Inès s’amusa du ton que prenait la conversation, Macaron se lançait dans un exercice de maïeutique et elle avait tacitement accepté de jouer le jeu.

-           « Puisque nous sommes d’accord sur ce point, poursuivons ce discours et portons-le, si vous le voulez bien, par un autre pilier.  Acceptez-vous de me suivre sur ces sentiers de bonne pente ?

-           Oui, je l’accepte » (nouveaux sourires amusés).

-           « Alors voilà.  Peut-on dire avec certitude que la vie humaine est un perpétuel tiraillement entre le bien et le mal ?  Que cest notre essence ?  Eros et Thanatos.  Yin et Yang.  Lune et Soleil.  Adam et Eve.  Le père et le fils, dans la tradition chrétienne.  Orgueil et déférence.  Les deux menteurs : Triomphe après Défaite (la crucifixion suivie de la résurrection, la sourate du Jihad, les poèmes de Lao Tseu…).  Vous êtes OK là-dessus ?

-           Je suis OK.

-           Vous êtes donc prête à énoncer que dans tout être humain, on trouve les deux visages de Dieu : celui du « plus », et celui du « moins » ?  Que lhumanité, cueillant puis goûtant le fruit, exerce son libre arbitre et donc se dote de la faculté de choisir, passant de l’unicité de son esclavage envers Dieu vers une dualité exprimée par son libre choix entre le bien et le mal ?

-           Oui, la dualité, « Juj » en arabe, quoi que celle-ci puisse aussi renvoyer à la dualité masculin/féminin.

-           Mais justement, c’est la même chose, j’y viens !

-           Tu… »

Inès, abasourdie et muette soudain, s’aperçut qu’elle venait de tutoyer son maître de thèse.  Macaron ne semblait pas s’être aperçu de la bourde, concentré sur son exercice de philosophie.  Un ange traversa la cellule puis Inès se reprit. 

-           « Vous y venez… et je vous vois venir.  Le bien et le mal ont un miroir dans le masculin et le féminin.

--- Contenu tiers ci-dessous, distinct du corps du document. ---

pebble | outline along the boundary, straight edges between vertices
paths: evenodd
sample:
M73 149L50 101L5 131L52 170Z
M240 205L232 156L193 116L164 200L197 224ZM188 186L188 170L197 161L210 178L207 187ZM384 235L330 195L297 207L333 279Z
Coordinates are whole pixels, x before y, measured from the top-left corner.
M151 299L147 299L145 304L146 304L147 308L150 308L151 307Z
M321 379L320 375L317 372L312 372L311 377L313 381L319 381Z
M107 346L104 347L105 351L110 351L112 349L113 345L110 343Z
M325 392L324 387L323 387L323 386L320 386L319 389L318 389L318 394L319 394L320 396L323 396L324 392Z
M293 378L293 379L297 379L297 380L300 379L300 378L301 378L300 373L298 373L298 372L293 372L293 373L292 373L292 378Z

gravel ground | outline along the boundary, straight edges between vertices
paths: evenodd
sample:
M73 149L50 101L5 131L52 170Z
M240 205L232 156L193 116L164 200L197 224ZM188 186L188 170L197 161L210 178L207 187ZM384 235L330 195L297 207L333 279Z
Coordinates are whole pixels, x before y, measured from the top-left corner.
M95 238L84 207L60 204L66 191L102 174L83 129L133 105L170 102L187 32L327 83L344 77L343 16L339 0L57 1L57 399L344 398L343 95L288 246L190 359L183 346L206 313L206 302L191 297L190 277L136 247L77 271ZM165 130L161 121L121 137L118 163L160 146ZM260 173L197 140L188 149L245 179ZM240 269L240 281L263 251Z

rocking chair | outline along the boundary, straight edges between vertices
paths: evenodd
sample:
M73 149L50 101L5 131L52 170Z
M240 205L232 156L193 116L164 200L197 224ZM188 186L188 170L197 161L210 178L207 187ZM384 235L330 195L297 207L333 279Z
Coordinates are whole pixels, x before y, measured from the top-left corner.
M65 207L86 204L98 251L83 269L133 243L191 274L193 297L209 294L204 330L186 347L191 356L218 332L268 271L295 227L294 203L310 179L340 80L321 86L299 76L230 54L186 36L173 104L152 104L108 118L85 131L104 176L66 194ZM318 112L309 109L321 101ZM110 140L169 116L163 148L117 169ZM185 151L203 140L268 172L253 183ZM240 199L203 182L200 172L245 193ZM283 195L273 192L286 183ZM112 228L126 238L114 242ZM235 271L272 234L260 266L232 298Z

-           Je vous concède que c’est ce à quoi je songeais, pour aboutir à l’idée que la dualité est à la base de toute chose et que le concept de dualité précède tous les autres concepts. D’ailleurs, qui d’Adam ou Eve a vraiment pêché ?  Eve est fautive parce qu’elle a croqué la pomme ?  Non, Adam est fautif parce qu’il l’y a poussée ?  Non, elle est fautive, parce qu’il était amoureux, parce qu’Eve était belle et pure ?  Ainsi va la récurrence au sens mathématique : les arguments rebondissent à l’infini comme des balles, rendues possible uniquement parce qu’il y a dualité : Adam tout seul n’aurait pas joué à la balle morale.  Et le bien et le mal, c’est deux. L’amour n’existe que par la dualité.  Le bien et le mal (donc la morale) n’existent que par la dualité.  La reproduction n’existe que par la dualité.  L’électricité n’existe que par la différence de deux potentiels, donc par la dualité. « Deux » nest pas quun chiffre ou un symbole.  Cest « Deux » qui est linitiateur de la vie, de la physique, de la philosophie.  Deux, c’est Dieu !  Beaucoup de philosophes ont longtemps réfléchi aux concepts d’être et de néant comme étant opposés alors qu’ils sont parfaitement complémentaires ! De même, les informaticiens savent bien que tout langage informatique est codé, à la base, sur des suites de « 0 » et de « 1 ».  Quoi que lon étudie, et quoi que l’on cherche à décomposer en éléments insécables, il faut donc deux briques fondamentales, « 0 » et « 1 », pour constituer la base de tout le reste.  « Pas d’information » ou « Une information ».  Est-ce que vous me suivez et mapprouvez dans tout ce que je viens de conclure ?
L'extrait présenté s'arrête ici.